The National Executive Committee of the party includes with 251 members of 45 different positions including the Chairperson and Vice-Presidents of the party. The council attempted to elect at least one-third of the required members to form the executive policy-making body.

A delegation of 40 members comprising with mostly the senior regional leaders, leaders of the branch organizations and dignified activists from each of 300 constituencies were invited to be part of the council.

A set of 2,512 leaders among the total of 12,000 was set to chair as the councilors. The election process was driven by the evaluations and polls from these councilors.

Invitees also included people from at least 60 other countries, including observers and analysts, local and foreign journalists and representatives from multiple political and other organizations.

At least 33% of the executive body were women.

Tareq Rahman 

The Senior Joint Secretary General of the organization Tareq Rahman who has been recently elected a Senior Vice Chairman, addressed to the audience as the video recorded from his Edmonton, London residence was played in the event.
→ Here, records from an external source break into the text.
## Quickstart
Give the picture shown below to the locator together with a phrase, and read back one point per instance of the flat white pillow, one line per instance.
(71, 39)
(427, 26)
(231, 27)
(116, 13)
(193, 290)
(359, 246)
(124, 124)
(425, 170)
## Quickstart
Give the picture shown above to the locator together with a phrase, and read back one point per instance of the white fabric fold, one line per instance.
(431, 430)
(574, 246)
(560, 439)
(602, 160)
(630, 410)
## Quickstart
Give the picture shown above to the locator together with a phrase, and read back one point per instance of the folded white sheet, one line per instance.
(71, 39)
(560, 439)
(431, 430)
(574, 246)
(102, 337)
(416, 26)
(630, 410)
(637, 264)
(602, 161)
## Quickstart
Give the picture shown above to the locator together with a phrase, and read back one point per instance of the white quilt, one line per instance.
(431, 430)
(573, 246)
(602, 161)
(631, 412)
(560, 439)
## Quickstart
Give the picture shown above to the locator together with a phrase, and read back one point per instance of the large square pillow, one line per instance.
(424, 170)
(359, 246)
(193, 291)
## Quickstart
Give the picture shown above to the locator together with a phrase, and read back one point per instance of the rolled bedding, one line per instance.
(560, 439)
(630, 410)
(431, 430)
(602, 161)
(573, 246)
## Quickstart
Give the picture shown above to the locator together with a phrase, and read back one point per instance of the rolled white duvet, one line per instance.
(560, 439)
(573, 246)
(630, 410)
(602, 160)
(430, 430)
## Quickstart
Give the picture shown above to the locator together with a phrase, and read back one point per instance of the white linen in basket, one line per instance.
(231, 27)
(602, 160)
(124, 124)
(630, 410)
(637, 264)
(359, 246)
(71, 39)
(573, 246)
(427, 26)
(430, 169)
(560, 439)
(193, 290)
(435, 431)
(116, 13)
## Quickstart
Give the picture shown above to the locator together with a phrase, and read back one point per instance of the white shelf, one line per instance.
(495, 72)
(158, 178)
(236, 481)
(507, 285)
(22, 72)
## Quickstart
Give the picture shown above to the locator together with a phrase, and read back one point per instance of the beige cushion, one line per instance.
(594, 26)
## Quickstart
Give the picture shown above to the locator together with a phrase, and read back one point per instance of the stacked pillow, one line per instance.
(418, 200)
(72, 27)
Many among the audience were reportedly found failing to hold tears while Tareq was describing his days of being persecuted, imprisoned and tortured. Tareq Rahman notified about his physical condition and confirmed the protraction of his pause from political activities.

George Galloway 

British politician George Galloway addressed to the audience clarifying that Bangladesh requires a friendly relationship with India for her own interest, but no room should be offered to a compromise in the Tipaimukh dam issue. He told the Tipaimukh Dam issue should be made a discussion of the United Nations Climate Change Conference 2009 at Copenhagen. Galloway also confirmed that Britain will break her silence if any injustice is imposed on Bangladesh on the Tipaimukh dam flap.

Delegation from Bangladesh Awami League 

The ruling party Awami League that occupies a position of the largest opponent of BNP, sent a delegation of four to the council headed by Ashim Kumar Ukil MP, organization's Secretary of Media Affairs. Ashim Kumal Ukil MP greeted Begum Khaleda Zia on behalf of the Prime Minister and Awami League President Sheikh Hasina. He addressed to the audience for a while where he told, as a major party BNP needs to grow stronger than ever to strengthen the democracy of Bangladesh, and Bangladesh Awami League as well as the government completely supports its council to be a success.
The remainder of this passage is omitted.